16.5.20

10 Mega Clusters Chosen Across 9 States

India has drawn up a list of ten mega clusters across nine states as the most attractive destinations for companies to set shop based on sectoral requirements and tax incentives to promote the country as an alternative business continuity plan destination amid the ongoing Covid-19 pandemic.

While the Noida-Greater Noida cluster is an electronics hub, Hyderabad is the largest export hub for pharma and vaccine, as per the analysis and these “have the potential of developing into the most fertile grounds for manufacturing rapid economic activity in the country.”

Ahmedabad, Vadodara (Bharuch-Ankleshwar Cluster), Mumbai-Aurangabad, Pune, Bengaluru, Hyderabad, Chennai and Tirupati-Nellore are the other most attractive clusters for investors.

This is part of the exercise that Invest India, the country’s national Investment Promotion and Facilitation Agency under the commerce and industry ministry, with professional services firm JLL undertook to create a guide for potential investors on how quickly they can invest in the country with low capex models to operate here.
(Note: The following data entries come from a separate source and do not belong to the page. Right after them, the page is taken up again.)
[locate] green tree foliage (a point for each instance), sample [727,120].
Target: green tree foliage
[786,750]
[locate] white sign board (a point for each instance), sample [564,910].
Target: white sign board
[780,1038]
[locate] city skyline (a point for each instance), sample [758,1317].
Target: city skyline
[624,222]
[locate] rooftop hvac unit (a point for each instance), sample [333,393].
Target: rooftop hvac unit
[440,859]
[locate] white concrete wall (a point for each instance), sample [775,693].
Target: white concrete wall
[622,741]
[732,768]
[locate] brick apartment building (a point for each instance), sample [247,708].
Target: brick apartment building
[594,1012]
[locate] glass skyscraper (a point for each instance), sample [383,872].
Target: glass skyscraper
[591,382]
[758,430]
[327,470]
It highlighted India’s three distinct advantages- the recent reduction of corporate taxes for setting up of new industries, being host to Global In-house Centres and Global Centre of Excellence for several manufacturing companies, and the added attraction of a large domestic market. The idea is to market Brand India at a time when the country’s FDI inflows fell 1.44% on year to $10.67 billion in October-December FY20.

These 10 mega clusters cover about a hundred popular industrial parks and house over 600 Indian and foreign multinational companies.
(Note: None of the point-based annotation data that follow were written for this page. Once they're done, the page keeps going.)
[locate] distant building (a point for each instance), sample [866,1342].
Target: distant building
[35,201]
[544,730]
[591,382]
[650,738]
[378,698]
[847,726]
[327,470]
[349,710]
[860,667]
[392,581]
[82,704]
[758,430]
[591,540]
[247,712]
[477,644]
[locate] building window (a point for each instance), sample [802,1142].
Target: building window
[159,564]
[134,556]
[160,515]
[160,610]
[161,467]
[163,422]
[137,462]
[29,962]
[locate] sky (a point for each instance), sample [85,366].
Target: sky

“India currently has an inventory of around 22 million square feet of ready built industrial space in eight top cities ready to be occupied in six to eight weeks,” Invest India and JLL said in their report on great places for manufacturing in India.

Highlighting higher capex savings while operating in India, they said that rented factories for lease tenure of nine years and above can reduce the spend on land and building significantly, bringing down capital investment in the short term.